Johnny Depp, Amber Heard, Libel, and Chilling Effects

As all of you must have heard by now, Johnny Depp won his libel case against Amber Heard, and was awarded $10 million in compensatory damages plus $5 million in punitive damages (but Virginia law reduces the punitive award to $350,000). The jury also concluded that one statement by Depp’s lawyer—acting as Depp’s agent—about Amber Heard, was libelous, and awarded Heard $2 million in compensatory damages for that. (That statement is, “Quite simply this was an ambush, a hoax. They set Mr. Depp up by calling the cops but the first attempt didn’t do the trick The officers came to the penthouses, thoroughly searched and interviewed, and left after seeing no damage to face or property. So Amber and her friends spilled a little wine and roughed the place up, got their stories straight under the direction of a lawyer and publicist, and then placed a second call to 911.”)

The jury found that Heard’s statements were about Depp and were false; and it concluded that there was clear and convincing evidence that Heard knew the statements were false. (Likewise, they found that Depp’s lawyer’s statement was false and that there was clear and convincing evidence that he knew it was false.) This is a reminder that, while libel cases are often hard to win, they can indeed be won.

I’ve heard some remark that this would create a chilling effect even on accurate #MeToo claims (as well as a chilling effect even on accurate #TheyLied counterallegations). And that’s absolutely true. Even if you know someone beat you or groped you or raped you, you might reasonably worry that a jury won’t indeed believe you, and will conclude that your statement is a lie. That might deter you from making even such true statements, and not just the false statements (which the law is supposed to deter).

Indeed, one might therefore argue that there shouldn’t be any defamation liability in such cases, regardless of whether a jury finds “actual money” (which is to say knowing or recckless falsehood), precisely to avoid this chilling effect. In particular, one might argue:

It may be urged that deliberately and maliciously false statements have no conceivable value as free speech. That argument, however, is not responsive to the real issue presented by this case, which is whether that freedom of speech which all agree is constitutionally protected can be effectively safeguarded by a rule allowing the imposition of liability upon a jury’s evaluation of the speaker’s state of mind. If individual citizens may be held liable in damages for strong words, which a jury finds false and maliciously motivated, there can be little doubt that public debate and advocacy will be constrained.

But that argument—which was actually made by Justices Goldberg and Douglas (and largely echoed by Justice Black) in New York Times v. Sullivan—failed to carry the day: Six out of the nine Justices rejected such categorical immunity for statements in public debate (even for speech about public official, and not just about people who are famous but who don’t exercise government power). Justice Brennan’s majority deliberately accepted some degree of chilling effect, albeit lessened by the creation of the “actual malice” standard; and eight months later, in Garrison v.
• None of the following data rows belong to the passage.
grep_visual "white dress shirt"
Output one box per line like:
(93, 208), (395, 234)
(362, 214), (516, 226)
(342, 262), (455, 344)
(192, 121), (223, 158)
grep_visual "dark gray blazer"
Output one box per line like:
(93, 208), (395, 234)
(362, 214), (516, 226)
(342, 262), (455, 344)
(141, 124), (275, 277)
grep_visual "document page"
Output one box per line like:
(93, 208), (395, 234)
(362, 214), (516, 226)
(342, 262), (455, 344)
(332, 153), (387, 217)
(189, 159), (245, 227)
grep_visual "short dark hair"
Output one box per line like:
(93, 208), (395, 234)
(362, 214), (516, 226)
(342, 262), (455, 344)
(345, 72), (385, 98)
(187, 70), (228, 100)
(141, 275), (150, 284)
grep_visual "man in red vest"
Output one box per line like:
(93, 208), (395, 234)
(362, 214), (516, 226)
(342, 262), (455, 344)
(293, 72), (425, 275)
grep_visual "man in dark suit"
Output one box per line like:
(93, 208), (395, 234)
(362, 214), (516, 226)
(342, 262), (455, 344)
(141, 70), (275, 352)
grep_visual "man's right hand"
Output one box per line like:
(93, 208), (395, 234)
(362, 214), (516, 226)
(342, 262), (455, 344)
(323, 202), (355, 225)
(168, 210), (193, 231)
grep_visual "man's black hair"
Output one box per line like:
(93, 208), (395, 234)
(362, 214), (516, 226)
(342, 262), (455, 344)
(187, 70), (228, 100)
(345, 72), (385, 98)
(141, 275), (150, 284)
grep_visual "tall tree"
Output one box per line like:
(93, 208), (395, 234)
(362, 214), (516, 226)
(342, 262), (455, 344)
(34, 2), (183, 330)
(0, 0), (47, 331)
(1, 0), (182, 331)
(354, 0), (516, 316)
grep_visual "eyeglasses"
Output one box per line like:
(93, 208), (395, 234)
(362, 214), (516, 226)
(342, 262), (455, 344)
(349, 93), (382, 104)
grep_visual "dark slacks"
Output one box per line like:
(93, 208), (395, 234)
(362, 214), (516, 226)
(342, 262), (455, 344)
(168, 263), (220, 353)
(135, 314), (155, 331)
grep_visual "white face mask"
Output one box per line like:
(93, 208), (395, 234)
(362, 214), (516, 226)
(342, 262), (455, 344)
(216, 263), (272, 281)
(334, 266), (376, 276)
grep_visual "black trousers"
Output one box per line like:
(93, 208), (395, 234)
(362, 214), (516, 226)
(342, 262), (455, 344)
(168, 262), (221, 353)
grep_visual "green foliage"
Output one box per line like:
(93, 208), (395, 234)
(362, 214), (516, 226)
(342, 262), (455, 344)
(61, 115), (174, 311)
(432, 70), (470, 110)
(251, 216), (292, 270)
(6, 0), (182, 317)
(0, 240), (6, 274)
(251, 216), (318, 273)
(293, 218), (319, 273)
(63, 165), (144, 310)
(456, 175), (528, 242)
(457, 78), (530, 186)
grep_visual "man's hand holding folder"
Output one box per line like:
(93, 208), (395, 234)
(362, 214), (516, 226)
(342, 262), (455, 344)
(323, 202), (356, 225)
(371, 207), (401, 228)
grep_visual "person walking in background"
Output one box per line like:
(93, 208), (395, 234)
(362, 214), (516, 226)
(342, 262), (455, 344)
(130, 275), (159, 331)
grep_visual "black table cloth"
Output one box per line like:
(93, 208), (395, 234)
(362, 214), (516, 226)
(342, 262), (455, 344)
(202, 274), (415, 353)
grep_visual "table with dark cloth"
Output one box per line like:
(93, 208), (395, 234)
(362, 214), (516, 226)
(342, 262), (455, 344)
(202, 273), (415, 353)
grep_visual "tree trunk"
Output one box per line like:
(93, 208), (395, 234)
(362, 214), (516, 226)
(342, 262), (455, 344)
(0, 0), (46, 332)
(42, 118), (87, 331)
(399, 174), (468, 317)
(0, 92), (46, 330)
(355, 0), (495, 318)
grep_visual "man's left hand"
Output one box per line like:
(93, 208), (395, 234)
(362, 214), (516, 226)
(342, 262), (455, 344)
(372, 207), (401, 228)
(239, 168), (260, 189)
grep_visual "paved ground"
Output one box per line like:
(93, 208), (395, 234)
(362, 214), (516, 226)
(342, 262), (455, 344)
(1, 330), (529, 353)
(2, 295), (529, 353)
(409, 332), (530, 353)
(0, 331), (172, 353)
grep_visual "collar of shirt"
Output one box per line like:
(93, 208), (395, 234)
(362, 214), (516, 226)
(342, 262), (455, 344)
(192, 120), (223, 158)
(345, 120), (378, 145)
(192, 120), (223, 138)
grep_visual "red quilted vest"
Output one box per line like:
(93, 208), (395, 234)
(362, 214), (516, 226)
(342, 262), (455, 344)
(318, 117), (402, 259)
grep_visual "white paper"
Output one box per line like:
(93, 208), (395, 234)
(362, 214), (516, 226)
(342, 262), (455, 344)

Louisianathat mostly offered this explanation:

The use of calculated falsehood, however, would put a different cast on the constitutional question [and would allow even criminal punishment for libelous speech -EV]. Although honest utterance, even if inaccurate, may further the fruitful exercise of the right of free speech, it does not follow that the lie, knowingly and deliberately published about a public official, should enjoy a like immunity.

At the time the First Amendment was adopted, as today, there were those unscrupulous enough and skillful enough to use the deliberate or reckless falsehood as an effective political tool to unseat the public servant or even topple an administration. That speech is used as a tool for political ends does not automatically bring it under the protective mantle of the Constitution. For the use of the known lie as a tool is at once at odds with the premises of democratic government and with the orderly manner in which economic, social, or political change is to be effected. Calculated falsehood falls into that class of utterances which “are no essential part of any exposition of ideas, and are of such slight social value as a step to truth that any benefit that may be derived from them is clearly outweighed by the social interest in order and morality….” Hence the knowingly false statement and the false statement made with reckless disregard of the truth, do not enjoy constitutional protection.

Perhaps Justices Goldberg, Douglas, and Black were right, and libel law should be categorically rejected (at least for speech on matters of public concern). But that’s not the path our legal system has taken; Even as it has cut back sharply on libel in many situations, it has accepted the core of liability for knowing or reckless lies that damage particular people’s reputations, notwithstanding the chilling effect even such reduced liability can cause.